RE: whenToUseGet-7 counter-proposal

> Interesting. My experience is completely different, and I wouldn't
refer
> to that as an arcane bug at all.

Oh, it was arcane allright.  It involved a combination of pages with
cache-control-private set and JPEGs in those pages having no cache
hints, and the images' (lack of) cache hints being erroneously applied
to the pages.

> > And any crawlers I have used are deliberately designed to ignore
URIs
> > with querystrings.
> 
> See Paul's reference re: Google.
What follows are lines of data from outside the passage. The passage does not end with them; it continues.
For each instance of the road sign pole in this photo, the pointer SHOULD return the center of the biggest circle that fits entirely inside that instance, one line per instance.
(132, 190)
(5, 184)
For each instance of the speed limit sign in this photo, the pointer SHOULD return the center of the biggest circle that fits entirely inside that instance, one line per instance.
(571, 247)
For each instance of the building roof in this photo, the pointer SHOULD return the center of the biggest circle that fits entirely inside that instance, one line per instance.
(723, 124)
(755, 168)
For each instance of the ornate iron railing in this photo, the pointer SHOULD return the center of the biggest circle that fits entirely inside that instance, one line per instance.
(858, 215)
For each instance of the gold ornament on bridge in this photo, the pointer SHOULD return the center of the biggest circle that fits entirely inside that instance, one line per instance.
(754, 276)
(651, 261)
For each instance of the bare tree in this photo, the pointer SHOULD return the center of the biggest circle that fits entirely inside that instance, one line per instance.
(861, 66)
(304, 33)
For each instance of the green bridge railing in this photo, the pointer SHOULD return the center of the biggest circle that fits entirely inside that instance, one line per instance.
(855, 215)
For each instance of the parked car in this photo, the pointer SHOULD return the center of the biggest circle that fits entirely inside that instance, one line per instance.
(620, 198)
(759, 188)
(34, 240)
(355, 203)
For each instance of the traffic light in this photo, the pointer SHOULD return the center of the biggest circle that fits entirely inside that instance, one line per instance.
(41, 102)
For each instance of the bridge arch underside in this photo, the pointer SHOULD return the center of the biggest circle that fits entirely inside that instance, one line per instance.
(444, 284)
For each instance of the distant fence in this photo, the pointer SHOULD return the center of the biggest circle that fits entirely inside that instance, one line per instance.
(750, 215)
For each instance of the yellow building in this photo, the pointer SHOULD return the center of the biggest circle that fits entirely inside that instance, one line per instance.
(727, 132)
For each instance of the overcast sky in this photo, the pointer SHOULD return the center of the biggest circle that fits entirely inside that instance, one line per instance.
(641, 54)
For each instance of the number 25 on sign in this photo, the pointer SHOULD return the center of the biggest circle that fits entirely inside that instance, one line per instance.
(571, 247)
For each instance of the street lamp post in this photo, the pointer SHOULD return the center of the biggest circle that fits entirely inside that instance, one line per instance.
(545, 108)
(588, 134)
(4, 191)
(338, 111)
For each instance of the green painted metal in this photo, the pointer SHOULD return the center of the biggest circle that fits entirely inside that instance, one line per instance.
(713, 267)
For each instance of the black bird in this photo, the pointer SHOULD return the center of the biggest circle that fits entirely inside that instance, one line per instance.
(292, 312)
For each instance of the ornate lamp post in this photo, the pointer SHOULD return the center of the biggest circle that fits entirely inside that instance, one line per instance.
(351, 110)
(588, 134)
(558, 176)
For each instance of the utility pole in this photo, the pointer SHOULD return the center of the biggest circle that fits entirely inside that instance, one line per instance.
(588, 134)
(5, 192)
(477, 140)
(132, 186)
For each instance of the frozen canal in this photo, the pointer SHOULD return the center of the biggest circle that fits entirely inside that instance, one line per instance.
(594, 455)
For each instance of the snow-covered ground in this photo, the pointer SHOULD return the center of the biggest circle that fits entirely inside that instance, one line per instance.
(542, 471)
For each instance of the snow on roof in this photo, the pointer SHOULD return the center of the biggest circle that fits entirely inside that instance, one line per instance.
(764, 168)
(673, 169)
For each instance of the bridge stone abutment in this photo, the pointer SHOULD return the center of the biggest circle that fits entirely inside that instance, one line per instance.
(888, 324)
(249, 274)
I'd seen the same behaviour, but
didn't
> have an example so handy. (Thanks, Paul!)

I wasn't claiming that crawlers *can't* crawl querystrings, but any
crawlers I have used require you to deliberately turn this on or specify
in a filter which querystrings are "safe".  I run a crawler internally
at Microsoft which crawls pages with querystrings, in fact.  But I
deliberately configured it to do so, and only with pages that I know to
be "safe".  I could show you search results that index URLs with
querystrings, but that certainly doesn't mean that I consider *all* URLs
with querystrings to be "safe" to GET.  

There is no way to guarantee that all URLs will be free of GET
side-effects, and it would be misleading to tell people that such a
guarantee exists.

(I also would be shocked to hear that Google's implementation is blindly
crawling querystrings with no heuristics to determine safeness.  Without
input from the Google guys, I guess we just have to speculate.)

Received on Wednesday, 24 April 2002 02:22:02 UTC